En lo espiritual, se declara “muy reconciliado con la humanidad”. No olvida la invitación de sus compañeros a rezar juntos, tres veces al día, sin distinción de cargos ni credos. “No supe qué rezar, pero agacharme y tocar la frente en el suelo como ellos me serenaba”. También encontró refugio en los libros: Millás, Bertrand Russell, lecturas que le abrían ventanas en medio del encierro.

De Gaza se trae imágenes de destrucción, pero también gestos de humanidad que le han marcado: “Familias que compartían su última botella de agua, vecinos que protegían a niños que no eran suyos. Esa risa que mantienen en medio del desastre no es frivolidad: es resistencia”.
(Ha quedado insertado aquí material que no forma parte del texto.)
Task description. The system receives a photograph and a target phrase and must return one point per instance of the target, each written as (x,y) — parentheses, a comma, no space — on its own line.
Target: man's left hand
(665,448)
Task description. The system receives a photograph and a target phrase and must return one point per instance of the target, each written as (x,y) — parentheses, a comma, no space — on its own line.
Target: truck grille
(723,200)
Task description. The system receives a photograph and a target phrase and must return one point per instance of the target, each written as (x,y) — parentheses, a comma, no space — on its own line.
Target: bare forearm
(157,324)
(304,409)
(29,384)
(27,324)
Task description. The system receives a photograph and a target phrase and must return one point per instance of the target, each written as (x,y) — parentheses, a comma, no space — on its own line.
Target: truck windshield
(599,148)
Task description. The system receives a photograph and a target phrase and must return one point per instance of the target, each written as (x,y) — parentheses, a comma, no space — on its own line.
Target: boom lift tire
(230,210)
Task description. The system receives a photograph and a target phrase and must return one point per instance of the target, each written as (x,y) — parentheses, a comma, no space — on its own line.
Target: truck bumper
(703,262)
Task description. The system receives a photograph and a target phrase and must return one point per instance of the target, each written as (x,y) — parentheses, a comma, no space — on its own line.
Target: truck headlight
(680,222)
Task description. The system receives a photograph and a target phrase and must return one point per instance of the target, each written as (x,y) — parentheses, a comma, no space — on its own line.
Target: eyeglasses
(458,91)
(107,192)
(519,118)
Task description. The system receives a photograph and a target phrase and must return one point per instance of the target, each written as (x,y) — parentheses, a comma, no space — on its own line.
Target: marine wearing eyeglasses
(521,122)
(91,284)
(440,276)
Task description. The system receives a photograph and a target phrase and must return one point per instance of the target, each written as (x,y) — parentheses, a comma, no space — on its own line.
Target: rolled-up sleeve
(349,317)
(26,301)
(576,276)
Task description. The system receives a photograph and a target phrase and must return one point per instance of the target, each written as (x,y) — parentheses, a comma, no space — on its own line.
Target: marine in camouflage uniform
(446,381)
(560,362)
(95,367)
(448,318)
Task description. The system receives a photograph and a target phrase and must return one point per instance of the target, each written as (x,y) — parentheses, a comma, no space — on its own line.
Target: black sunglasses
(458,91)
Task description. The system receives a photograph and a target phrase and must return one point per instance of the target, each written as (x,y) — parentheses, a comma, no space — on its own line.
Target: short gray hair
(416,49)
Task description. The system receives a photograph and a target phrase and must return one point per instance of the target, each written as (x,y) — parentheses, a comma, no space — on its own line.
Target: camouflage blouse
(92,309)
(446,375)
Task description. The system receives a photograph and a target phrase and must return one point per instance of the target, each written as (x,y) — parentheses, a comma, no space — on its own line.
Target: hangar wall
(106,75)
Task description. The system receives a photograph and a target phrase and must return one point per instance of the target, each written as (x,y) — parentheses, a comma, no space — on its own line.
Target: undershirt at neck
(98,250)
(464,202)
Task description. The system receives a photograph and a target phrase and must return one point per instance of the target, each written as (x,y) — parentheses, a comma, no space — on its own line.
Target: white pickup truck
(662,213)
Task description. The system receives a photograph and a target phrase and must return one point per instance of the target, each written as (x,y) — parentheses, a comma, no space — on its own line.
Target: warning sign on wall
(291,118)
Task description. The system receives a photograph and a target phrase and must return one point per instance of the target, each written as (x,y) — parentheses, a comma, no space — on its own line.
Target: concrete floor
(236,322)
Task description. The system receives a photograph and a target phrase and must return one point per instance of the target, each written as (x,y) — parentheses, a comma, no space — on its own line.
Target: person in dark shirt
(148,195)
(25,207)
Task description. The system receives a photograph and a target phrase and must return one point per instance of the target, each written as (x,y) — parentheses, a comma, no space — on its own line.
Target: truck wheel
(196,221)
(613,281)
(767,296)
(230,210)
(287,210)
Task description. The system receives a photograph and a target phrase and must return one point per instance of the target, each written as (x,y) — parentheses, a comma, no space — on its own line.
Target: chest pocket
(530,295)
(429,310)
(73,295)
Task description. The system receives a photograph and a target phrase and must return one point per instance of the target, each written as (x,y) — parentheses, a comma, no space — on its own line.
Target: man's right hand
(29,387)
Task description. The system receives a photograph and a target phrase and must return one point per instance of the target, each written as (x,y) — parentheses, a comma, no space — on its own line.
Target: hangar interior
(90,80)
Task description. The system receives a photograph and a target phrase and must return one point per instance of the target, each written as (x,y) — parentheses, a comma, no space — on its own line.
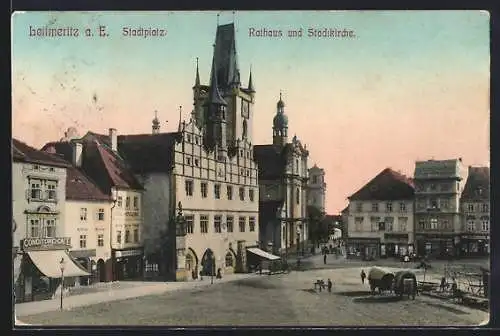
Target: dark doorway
(101,271)
(207,263)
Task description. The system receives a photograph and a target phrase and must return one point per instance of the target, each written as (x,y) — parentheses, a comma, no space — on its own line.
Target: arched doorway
(191,265)
(101,271)
(208,262)
(84,263)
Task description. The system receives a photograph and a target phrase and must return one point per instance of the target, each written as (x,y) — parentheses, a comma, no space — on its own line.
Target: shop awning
(49,263)
(262,254)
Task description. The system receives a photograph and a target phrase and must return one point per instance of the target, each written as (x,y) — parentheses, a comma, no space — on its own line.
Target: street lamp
(212,269)
(61,265)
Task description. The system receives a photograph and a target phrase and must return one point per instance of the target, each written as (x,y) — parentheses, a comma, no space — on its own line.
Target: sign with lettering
(56,243)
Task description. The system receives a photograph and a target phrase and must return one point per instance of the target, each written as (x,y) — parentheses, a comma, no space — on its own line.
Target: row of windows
(434,187)
(383,224)
(197,140)
(196,163)
(189,186)
(84,212)
(83,240)
(471,225)
(433,203)
(43,190)
(483,207)
(388,207)
(218,225)
(127,236)
(434,224)
(119,202)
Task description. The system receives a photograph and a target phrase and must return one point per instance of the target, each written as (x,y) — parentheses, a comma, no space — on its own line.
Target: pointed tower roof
(197,80)
(214,96)
(225,56)
(156,121)
(250,82)
(280,103)
(280,120)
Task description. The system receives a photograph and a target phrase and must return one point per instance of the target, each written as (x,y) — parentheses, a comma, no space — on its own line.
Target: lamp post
(212,268)
(180,232)
(61,265)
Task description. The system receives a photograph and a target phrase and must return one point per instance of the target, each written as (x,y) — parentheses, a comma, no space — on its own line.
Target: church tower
(239,100)
(156,124)
(280,125)
(199,96)
(215,117)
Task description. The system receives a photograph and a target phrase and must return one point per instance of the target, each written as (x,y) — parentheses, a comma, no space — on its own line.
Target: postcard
(264,168)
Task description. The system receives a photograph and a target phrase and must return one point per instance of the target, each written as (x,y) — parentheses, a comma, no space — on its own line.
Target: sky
(407,86)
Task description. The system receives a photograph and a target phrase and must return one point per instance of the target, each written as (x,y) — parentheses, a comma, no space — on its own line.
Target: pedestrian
(443,284)
(219,274)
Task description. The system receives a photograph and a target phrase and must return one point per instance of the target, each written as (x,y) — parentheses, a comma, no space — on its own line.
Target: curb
(448,300)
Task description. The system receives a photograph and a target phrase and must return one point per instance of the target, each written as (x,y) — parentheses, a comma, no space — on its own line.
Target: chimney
(113,138)
(77,154)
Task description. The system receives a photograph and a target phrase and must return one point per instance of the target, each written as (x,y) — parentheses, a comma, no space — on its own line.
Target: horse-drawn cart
(381,279)
(405,282)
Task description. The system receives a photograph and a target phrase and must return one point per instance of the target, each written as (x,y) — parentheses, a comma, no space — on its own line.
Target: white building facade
(316,192)
(380,218)
(40,239)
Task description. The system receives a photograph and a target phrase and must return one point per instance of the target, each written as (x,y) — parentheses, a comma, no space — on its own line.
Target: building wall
(195,166)
(84,225)
(316,188)
(476,217)
(22,173)
(156,205)
(126,218)
(369,227)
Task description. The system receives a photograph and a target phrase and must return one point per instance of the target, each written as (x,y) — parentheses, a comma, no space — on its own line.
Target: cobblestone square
(276,300)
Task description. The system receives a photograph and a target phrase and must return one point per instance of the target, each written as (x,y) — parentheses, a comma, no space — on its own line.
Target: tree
(318,226)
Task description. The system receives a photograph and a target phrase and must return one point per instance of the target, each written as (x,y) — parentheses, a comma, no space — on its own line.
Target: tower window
(245,128)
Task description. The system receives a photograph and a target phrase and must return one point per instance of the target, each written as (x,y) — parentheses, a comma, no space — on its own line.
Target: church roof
(24,153)
(386,186)
(477,186)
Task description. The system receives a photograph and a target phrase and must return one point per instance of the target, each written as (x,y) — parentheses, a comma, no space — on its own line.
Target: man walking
(363,276)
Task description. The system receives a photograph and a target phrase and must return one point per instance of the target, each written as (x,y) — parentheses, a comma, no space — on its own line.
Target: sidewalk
(144,289)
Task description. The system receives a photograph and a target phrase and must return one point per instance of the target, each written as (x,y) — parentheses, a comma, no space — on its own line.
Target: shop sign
(127,253)
(180,242)
(56,243)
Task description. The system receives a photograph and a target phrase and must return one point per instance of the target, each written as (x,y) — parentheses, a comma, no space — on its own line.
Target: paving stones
(284,299)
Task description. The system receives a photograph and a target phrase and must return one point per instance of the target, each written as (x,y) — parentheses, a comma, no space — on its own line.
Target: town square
(209,177)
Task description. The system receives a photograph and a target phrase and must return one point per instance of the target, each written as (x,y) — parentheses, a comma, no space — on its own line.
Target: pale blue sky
(390,96)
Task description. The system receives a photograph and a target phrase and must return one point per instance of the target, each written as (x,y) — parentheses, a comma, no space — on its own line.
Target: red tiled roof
(25,153)
(148,153)
(106,168)
(477,186)
(387,185)
(81,188)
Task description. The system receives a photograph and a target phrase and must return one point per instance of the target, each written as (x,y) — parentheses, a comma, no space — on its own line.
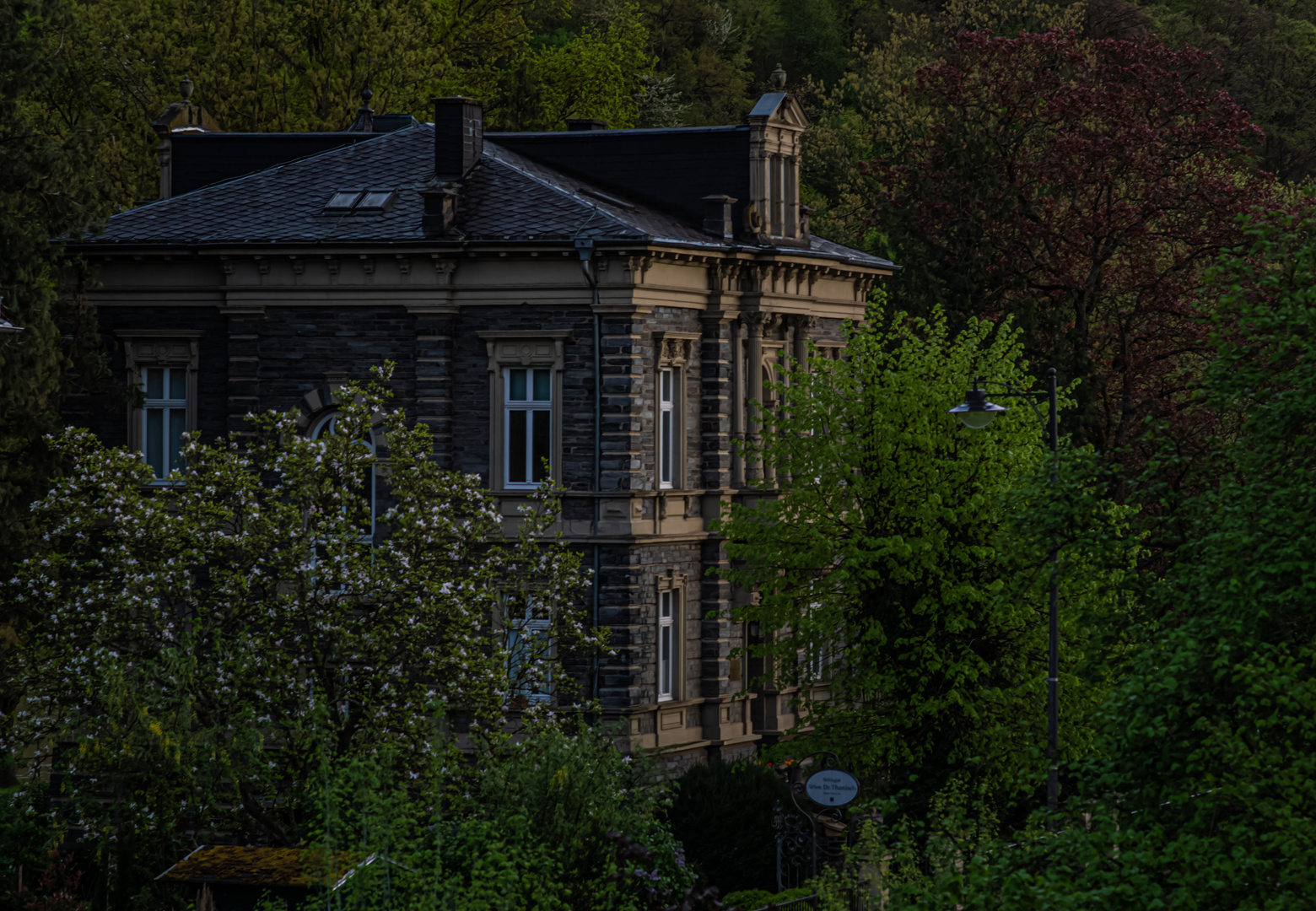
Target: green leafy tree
(1200,790)
(891,557)
(592,66)
(533,822)
(46,190)
(723,815)
(182,632)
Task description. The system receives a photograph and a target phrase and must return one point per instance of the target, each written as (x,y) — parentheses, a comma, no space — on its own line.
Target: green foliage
(753,899)
(1200,793)
(595,73)
(723,815)
(531,823)
(888,556)
(1268,56)
(183,631)
(24,845)
(46,190)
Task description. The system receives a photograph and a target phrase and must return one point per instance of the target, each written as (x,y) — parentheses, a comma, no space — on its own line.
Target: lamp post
(978,412)
(7,328)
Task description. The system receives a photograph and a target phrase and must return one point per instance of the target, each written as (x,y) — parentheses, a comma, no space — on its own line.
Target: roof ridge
(229,182)
(526,170)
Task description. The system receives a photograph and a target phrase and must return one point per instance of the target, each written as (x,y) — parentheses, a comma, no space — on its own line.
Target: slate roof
(505,197)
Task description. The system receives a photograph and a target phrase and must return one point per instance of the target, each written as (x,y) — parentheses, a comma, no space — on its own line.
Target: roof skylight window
(359,202)
(342,201)
(375,199)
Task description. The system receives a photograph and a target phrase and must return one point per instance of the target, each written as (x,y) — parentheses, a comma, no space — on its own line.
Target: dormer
(777,128)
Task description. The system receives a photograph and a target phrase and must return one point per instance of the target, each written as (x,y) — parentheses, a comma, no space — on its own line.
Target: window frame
(529,627)
(317,429)
(146,349)
(532,407)
(670,587)
(538,349)
(666,419)
(672,354)
(666,680)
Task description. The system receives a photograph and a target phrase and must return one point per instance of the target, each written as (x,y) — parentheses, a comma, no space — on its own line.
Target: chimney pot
(717,216)
(458,136)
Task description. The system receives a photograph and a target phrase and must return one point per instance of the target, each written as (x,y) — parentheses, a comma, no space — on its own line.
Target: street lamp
(978,412)
(7,328)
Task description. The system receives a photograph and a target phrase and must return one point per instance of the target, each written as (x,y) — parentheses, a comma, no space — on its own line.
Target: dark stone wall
(299,345)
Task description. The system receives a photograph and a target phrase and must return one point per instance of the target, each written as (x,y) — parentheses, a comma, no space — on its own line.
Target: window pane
(516,445)
(155,440)
(665,661)
(176,425)
(542,385)
(665,444)
(342,199)
(542,449)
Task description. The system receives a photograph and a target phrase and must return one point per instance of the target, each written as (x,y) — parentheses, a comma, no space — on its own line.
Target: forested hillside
(296,65)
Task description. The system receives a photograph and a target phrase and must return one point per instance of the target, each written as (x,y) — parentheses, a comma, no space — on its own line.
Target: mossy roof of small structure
(237,865)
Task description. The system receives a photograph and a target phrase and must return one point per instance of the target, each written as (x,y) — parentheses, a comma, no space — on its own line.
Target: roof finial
(364,121)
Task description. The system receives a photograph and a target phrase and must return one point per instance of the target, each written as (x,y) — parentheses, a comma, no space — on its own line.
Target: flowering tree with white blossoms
(178,635)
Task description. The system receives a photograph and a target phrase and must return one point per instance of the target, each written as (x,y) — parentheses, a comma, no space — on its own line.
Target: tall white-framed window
(672,352)
(526,406)
(669,610)
(164,418)
(328,425)
(667,449)
(162,366)
(529,650)
(526,425)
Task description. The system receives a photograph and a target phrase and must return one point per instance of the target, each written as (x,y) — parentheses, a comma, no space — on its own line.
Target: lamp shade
(975,411)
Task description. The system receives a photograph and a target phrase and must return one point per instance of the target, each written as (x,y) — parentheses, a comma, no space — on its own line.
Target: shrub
(723,815)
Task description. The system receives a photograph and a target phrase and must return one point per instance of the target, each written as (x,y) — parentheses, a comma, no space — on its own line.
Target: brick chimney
(458,136)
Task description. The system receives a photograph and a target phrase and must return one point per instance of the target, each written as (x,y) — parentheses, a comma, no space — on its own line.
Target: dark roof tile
(508,197)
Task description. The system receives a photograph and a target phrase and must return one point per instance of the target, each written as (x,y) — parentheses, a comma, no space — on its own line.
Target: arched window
(328,425)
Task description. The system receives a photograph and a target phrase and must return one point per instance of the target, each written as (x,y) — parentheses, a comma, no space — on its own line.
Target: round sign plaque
(832,788)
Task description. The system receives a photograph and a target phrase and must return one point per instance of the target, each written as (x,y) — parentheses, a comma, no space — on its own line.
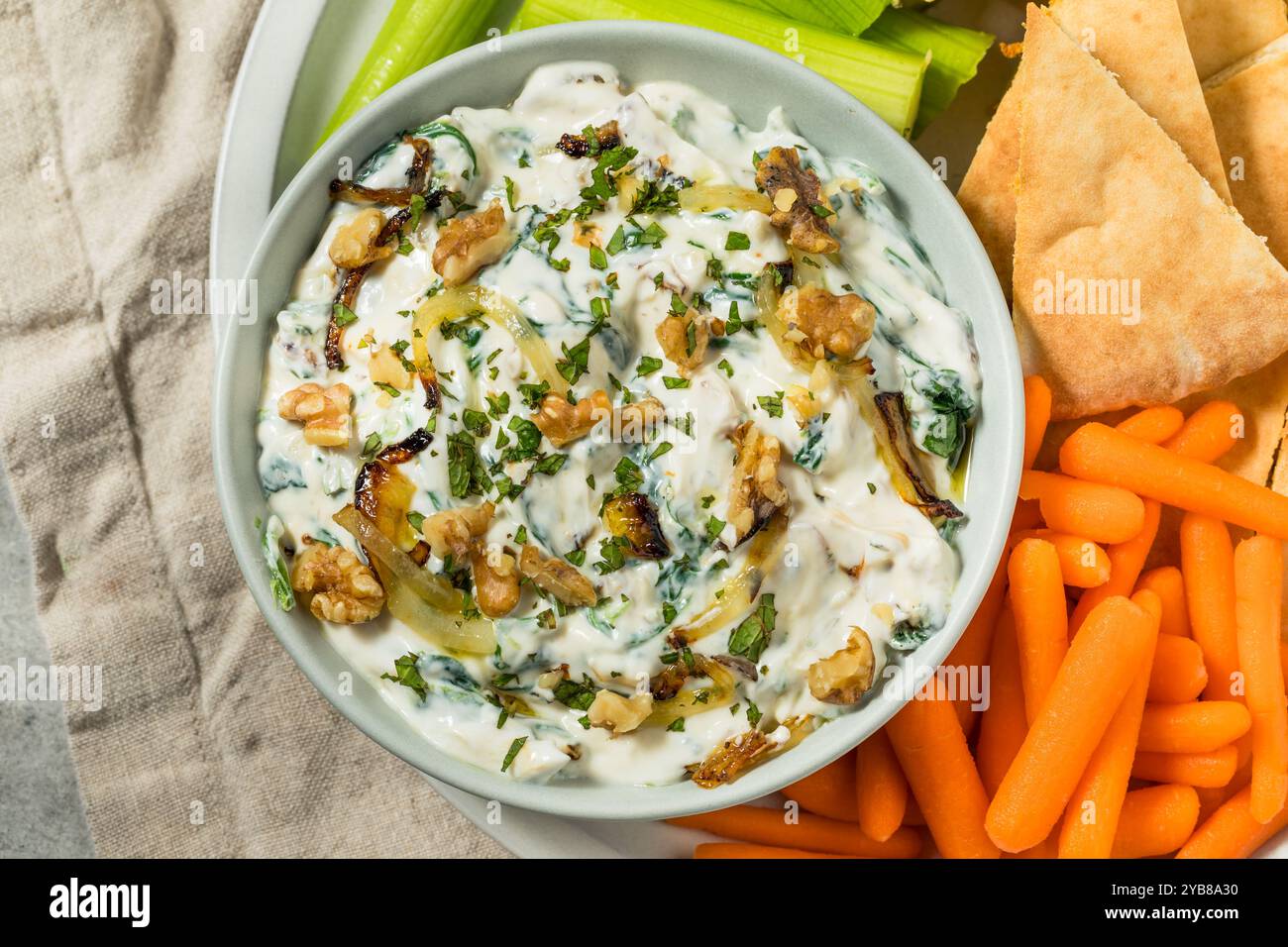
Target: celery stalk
(415,34)
(885,80)
(838,16)
(954,54)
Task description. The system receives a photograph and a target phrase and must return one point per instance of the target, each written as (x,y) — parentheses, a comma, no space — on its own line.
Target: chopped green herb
(343,315)
(407,674)
(513,751)
(751,637)
(647,367)
(576,694)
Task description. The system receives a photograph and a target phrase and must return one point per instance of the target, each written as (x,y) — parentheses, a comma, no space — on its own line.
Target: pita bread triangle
(1142,42)
(1249,112)
(1134,283)
(1223,31)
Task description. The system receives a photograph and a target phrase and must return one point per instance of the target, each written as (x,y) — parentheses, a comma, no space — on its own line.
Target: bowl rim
(591,800)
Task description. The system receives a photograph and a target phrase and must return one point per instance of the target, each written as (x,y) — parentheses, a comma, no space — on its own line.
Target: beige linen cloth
(209,742)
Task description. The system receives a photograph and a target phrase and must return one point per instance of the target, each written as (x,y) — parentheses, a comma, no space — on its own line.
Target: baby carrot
(1257,587)
(1126,561)
(971,648)
(1099,512)
(1037,415)
(883,789)
(1232,832)
(1103,455)
(1168,585)
(1004,724)
(1028,515)
(1154,821)
(1203,770)
(1083,565)
(742,849)
(1207,562)
(1209,433)
(1153,424)
(1041,618)
(1179,674)
(1094,812)
(1102,663)
(1194,727)
(828,791)
(773,826)
(940,772)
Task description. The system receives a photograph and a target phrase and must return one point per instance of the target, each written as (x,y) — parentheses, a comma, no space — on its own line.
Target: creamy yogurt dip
(720,629)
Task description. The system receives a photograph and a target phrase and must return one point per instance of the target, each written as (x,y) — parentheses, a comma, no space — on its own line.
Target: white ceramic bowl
(751,80)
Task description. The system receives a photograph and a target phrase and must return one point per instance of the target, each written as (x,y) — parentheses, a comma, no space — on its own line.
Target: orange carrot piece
(1207,562)
(1037,415)
(1155,821)
(771,826)
(971,648)
(1168,585)
(1179,674)
(1102,513)
(1094,812)
(1209,433)
(1232,832)
(1103,455)
(1083,565)
(1203,770)
(828,791)
(1193,727)
(1028,515)
(1102,663)
(883,789)
(1004,724)
(940,772)
(1041,618)
(1153,424)
(1258,570)
(743,849)
(1126,561)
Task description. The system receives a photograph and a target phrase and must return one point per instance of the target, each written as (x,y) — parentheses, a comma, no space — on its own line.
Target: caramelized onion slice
(460,302)
(702,198)
(735,757)
(696,698)
(739,592)
(426,603)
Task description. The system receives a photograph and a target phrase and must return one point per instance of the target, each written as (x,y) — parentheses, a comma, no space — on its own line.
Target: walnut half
(356,244)
(468,244)
(325,412)
(562,421)
(344,589)
(820,322)
(795,193)
(846,676)
(496,579)
(684,341)
(558,578)
(452,532)
(755,493)
(612,711)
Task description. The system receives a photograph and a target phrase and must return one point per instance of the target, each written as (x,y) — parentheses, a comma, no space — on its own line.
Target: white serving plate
(296,64)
Regresar a casa significa para él más que descansar: es volver a ser hijo, hermano, tío. Cuando su madre le dijo “Ya estás aquí”, no hizo falta más.

Raúl Incertis ha regresado con el cansancio marcado en el cuerpo y la certeza de que ninguna herida es tan profunda como la indiferencia. Su paso por Gaza es testimonio de que, incluso en el corazón de la barbarie, es posible sostener un hilo de humanidad. Él lo hizo con las manos manchadas de sangre y la mirada limpia de quien sabe que salvar una vida es salvar el mundo entero.

En sus palabras y en sus silencios queda claro que la guerra desgarra, pero también revela lo mejor de algunos seres humanos: la capacidad de cuidar al otro sin preguntar quién es, de compartir lo poco que se tiene, de mantener la risa como acto de resistencia. “La comunidad es más fuerte que cualquier bomba”, dice, y lo dice porque lo ha visto.

Su experiencia no es solo la de un médico en misión: es la de un hombre que encarna una verdad incómoda y luminosa a la vez —que en tiempos oscuros, la luz no viene de discursos ni de tratados, sino de personas concretas que deciden no rendirse. Y en ese gesto, humilde y rotundo, hay una lección que nos pertenece a todos: frente al odio, la respuesta posible es la vida; frente al genocidio, la única victoria es que todavía haya manos dispuestas a curar.